Spectacular as it was, Buddy’s long-range bomb would be eclipsed with the last major of the day, the sealer from an unlikely sort in Sydney defender Nick Malceski.
“The Malceski goal, to date, would be the best moment of my life,” Morton, who kicked two memorable second term goals of his own that day, says.
“I knew how much time was left on the goal. It was so special.
“The fact that he thinks he kicked it sweet but if floated through makes it even better.”
On Saturday, when the Swans celebrate their 10-year reunion of that 10-point Grand Final victory, there’s no doubt that moment will be recounted ad nauseum.
Better still, former teammates will have the opportunity to reconnect and acknowledge what they achieved.
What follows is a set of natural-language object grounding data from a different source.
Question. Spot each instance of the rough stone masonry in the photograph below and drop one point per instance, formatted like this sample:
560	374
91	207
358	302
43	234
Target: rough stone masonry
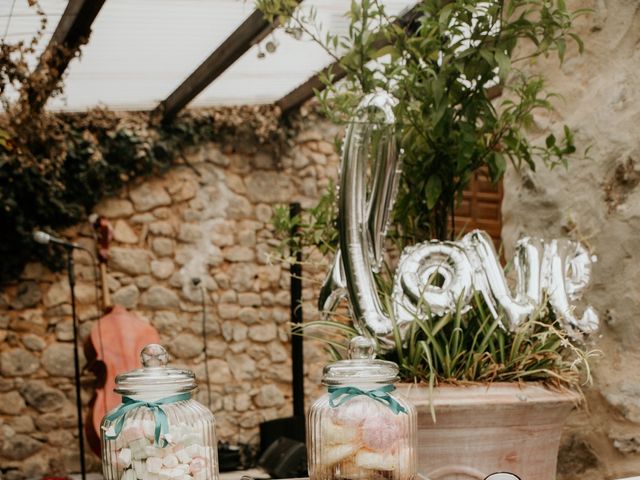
208	218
After all, it was Hawthorn, a team that went on to win three consecutive flags.
“We have a WhatsApp group for the 2012 premiership team,” Richards says.
“The 2016 and 2014 Grand Final teams that I was part of and lost, we don’t have WhatsApp groups for those. It might only be a little thing, but the premiership has given us a bond that’s really enduring.
“It’s been playing out the last decade in an app way and finally it’ll be done face to face.”
It’s a sentiment echoed by Morton.
“We all have those moments in life where you look back and you wish you’d celebrated it a bit more because it was special,” he reflects.
“I feel really, really lucky we get to celebrate this again after 10 years. For me, there are some players I haven’t seen in nine years, so it’s going to be a really special weekend for me.”